Quando o túmulo foi aberto, a sua múmia desfez-se.
Segundo uma versão, os arqueólogos não foram suficientemente cuidadosos; segundo outra versão, era esse o seu desejo: transformar-se em pó se alguém perturbasse a paz do defunto.
Apenas os tesouros da rainha egípcia Ah-hotep sobreviveram até aos dias de hoje.
Belos objetos de ouro e prata, pesando quase dois quilos no total - pulseiras, correntes de ouro, pendentes, um punhal cerimonial feito de ouro puro e uma decoração lendária, a mais alta condecoração militar - moscas douradas.

Entre as pulseiras, uma em particular chama a atenção, pois é feita com a forma da deusa abutre Nekhbet, divindade heráldica do Alto Egito, com as asas estendidas. Em cada pata do abutre está representado o sinal hieroglífico chen, um símbolo de proteção. A pulseira é gravada a ouro e tem inserções de lápis-lazúli, cornalina e turquesa, imitando penas de pássaros.

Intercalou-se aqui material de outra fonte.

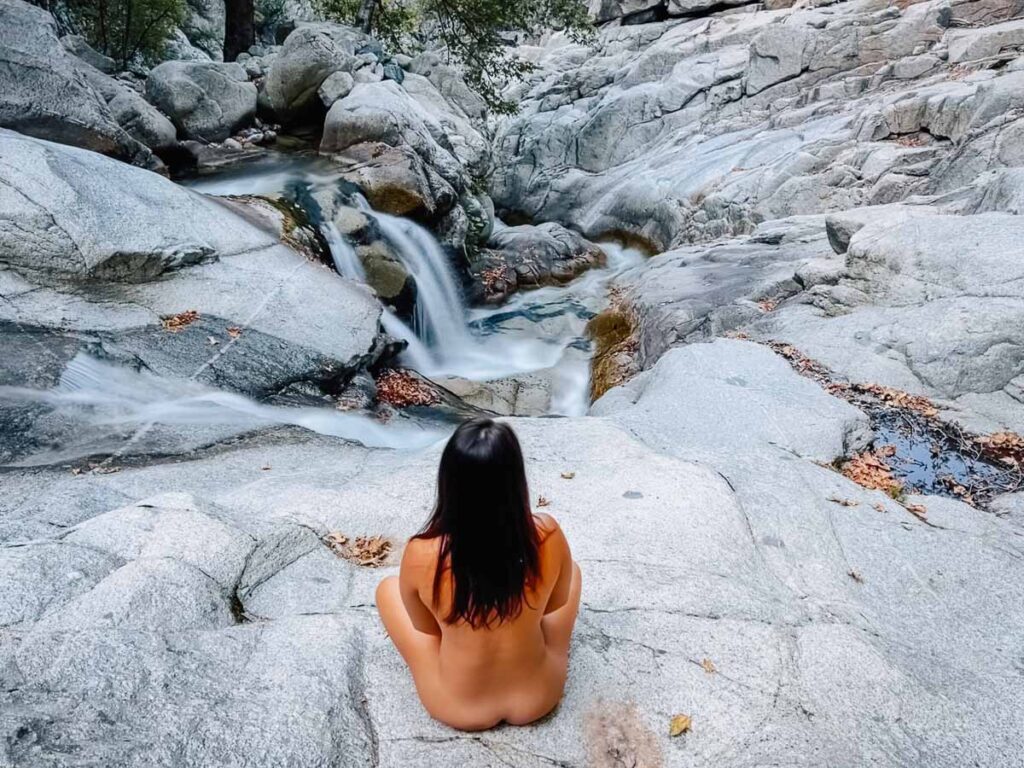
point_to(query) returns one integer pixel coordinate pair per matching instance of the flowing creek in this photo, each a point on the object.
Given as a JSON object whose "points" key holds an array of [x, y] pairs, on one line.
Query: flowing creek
{"points": [[536, 339]]}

O abutre desempenha mais do que apenas um papel decorativo na arte egípcia: a pulseira revela, na verdade, um simbolismo muito interessante, uma vez que esta ave necrófaga era também um sinal hieroglífico utilizado para escrever a palavra "mãe". Não é de estranhar que uma mulher como a Rainha Ahhotep se tenha adornado com uma pulseira que proclamava a virtude da maternidade, pois alcançou um grande poder como rainha-mãe e regente.
Entre a rica coleção de joias descobertas no túmulo de Ahhotep, destacam-se estas duas pulseiras com pequenas contas de ouro, lápis-lazúli, cornalina e turquesa, exibindo um design agradável em forma de pequenos triângulos.

Quem foi Ah-hotep?
Teremos de recuar a meados do século XVI A.C. O Antigo Egito viveu um período de excecional importância na sua história, marcado pelo papel excecional das mulheres da realeza na gestão dos assuntos de Estado.
Ahhotep era a esposa de um bravo guerreiro, o Rei Seqenenre Tao II, que morreu no campo de batalha. O seu filho mais novo, Ahmose, um rapaz de apenas 10 anos, subiria ao trono. Portanto, a rainha-mãe assumiu o papel de regente do país.
Em nome do seu filho, Ah-hotep teve de lutar em várias frentes e finalmente expulsar os inimigos, restaurando o país.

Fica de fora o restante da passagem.